The specific look of the icons: the elongated nose, the wide eyes, the dimensions and perspectives, are all intensely symbolic.

“Icons do not depict outward appearances, but reflect something of invisible, spiritual realities. In fact, all good art does this,” Hart said.

“An artist isn’t just someone who puts colors [on a canvas],” Pierson said. “An artist reveals the reality of this world, which sometimes isn’t possible to see. And icon painting is revealing this invisible reality and making it visible with lines and colors.”

Icons do not depict outward appearances, but reflect something of invisible, spiritual realities. In fact, all good art does this.”

So what are icons revealing through their symbols?

Here are just a few insights from Hart:

– Inverse perspective: “There is a number of perspective systems used in icons. With inverse perspective, the lines converge on us, the viewers. This serves to include us in the action depicted,” Hart said. “A sacred event in the past is still acting on us today, ‘Today Christ is risen.’”

– Flatness: “It helps us pass through the icon to the person and events depicted. The aim…is not to replace the subject depicted, but to bring us into living relationship with them,” Hart said.

– Anatomy: “The eyes and ears of people are often enlarged, and the nose elongated. This is to show that the saint is someone who contemplates God, who listens to him, who smells the fragrance of Paradise,” Hart said.

The spiritual process

Pierson has been painting icons for 25 years and teaching for 18. Following the rich tradition of the painting style is the first step of entering into the “spiritual journey” of painting an icon, Pierson said.

“It’s very important for me to get rooted in Byzantine tradition, especially because it’s an art that comes from the Eastern world,” Pierson said. “You have to be very careful not to distort ancient tradition but also find a way to speak to our modern world, so it’s a very delicate balance. For me, that’s crucial, to find this balance.”

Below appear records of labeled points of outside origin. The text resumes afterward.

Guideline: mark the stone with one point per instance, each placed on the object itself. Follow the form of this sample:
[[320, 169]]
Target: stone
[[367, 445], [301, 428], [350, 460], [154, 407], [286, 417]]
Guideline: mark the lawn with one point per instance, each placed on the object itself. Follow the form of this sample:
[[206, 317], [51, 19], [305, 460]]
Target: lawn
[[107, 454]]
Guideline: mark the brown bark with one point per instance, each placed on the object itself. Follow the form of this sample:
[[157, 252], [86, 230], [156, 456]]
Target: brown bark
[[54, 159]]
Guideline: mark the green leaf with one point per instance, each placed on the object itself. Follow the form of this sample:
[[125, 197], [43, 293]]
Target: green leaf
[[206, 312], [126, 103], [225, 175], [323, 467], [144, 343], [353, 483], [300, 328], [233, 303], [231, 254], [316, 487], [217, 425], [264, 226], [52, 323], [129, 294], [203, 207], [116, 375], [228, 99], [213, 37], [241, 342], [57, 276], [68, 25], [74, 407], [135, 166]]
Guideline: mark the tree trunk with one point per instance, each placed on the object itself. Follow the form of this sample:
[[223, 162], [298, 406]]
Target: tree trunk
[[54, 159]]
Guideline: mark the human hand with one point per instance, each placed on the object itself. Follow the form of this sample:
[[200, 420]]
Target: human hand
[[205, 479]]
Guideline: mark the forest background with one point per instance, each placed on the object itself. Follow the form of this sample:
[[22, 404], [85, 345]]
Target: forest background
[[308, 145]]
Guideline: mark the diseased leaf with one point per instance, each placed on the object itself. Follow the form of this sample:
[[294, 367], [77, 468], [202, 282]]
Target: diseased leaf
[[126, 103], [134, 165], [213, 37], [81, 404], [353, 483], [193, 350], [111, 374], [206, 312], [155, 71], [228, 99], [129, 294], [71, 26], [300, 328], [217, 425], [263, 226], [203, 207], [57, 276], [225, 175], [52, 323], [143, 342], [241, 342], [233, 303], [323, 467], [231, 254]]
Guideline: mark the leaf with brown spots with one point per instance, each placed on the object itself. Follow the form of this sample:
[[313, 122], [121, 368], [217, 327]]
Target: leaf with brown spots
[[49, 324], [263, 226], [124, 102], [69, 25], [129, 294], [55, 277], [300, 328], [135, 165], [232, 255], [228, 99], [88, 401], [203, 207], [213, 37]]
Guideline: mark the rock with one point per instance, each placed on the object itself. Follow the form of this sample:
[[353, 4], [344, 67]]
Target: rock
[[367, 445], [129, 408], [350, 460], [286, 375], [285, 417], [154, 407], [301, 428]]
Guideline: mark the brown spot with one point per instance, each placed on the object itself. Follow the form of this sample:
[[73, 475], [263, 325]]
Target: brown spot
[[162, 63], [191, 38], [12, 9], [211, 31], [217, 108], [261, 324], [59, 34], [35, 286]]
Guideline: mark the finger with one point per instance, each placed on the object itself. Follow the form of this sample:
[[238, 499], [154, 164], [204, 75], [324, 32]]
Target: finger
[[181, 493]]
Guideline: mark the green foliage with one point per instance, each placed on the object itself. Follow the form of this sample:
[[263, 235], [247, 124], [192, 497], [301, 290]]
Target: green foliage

“[Painting] has to be a solitary experience because you have to pray, but for me, it’s important to be anchored in a community and liturgical life,” Pierson said.

Pierson, who is commissioned to paint icons for the community often, begins with research and prayer, both to whom the icon is depicting and for the person who will receive the painting. Then the painting begins, which is an intense, multi-layered process.

The art of painting icons is far more than just a creative process; it’s a deeper spiritual journey that requires a lot of prayer, Pierson says. (Photo provided)

First, a binder, which is what the pigment adheres to in order to stay on a board, is created. The binder consists of egg yolk mixed with an equal part of water. This is mixed with the paint pigment and a few drops of water, creating the egg tempera medium with which icons are traditionally painted.

Next, guiding lines are traced into a gesso-covered wooden board and then engraved with a tool. Then, paint is added, layer by layer, beginning with dark colors and finishing with lighter colors. “It is as though the iconographer begins with darkness and death, and ends with light and resurrection,” Hart said.

The final stage is writing the saint’s name; then the icon is blessed by a priest and venerated. The working time varies, but it is a very long process, taking up to a year.

Revealing a Presence

The act of painting is something Pierson discovered she needs for her life to flourish — “essential,” even.

With icon painting, it “combines art and the vertical connection to God,” Pierson said.

And the connection to God is experienced deeply throughout the painting journey.“There is a journey — there’s a time you feel discouraged or bored. Even though you don’t feel it, you live by faith, trusting what you do has meaning and will bear fruit,” Pierson said. “With iconography, there is a Presence.”

“This whole painting journey teaches you about yourself, it takes patience — it takes time. You cannot finish an icon painting in a few hours. You have to trust the process. You have to trust someone else is inspiring you, even though it might not perfect. It’s all very like our spiritual life. It teaches us all that in a very practical way,” she added.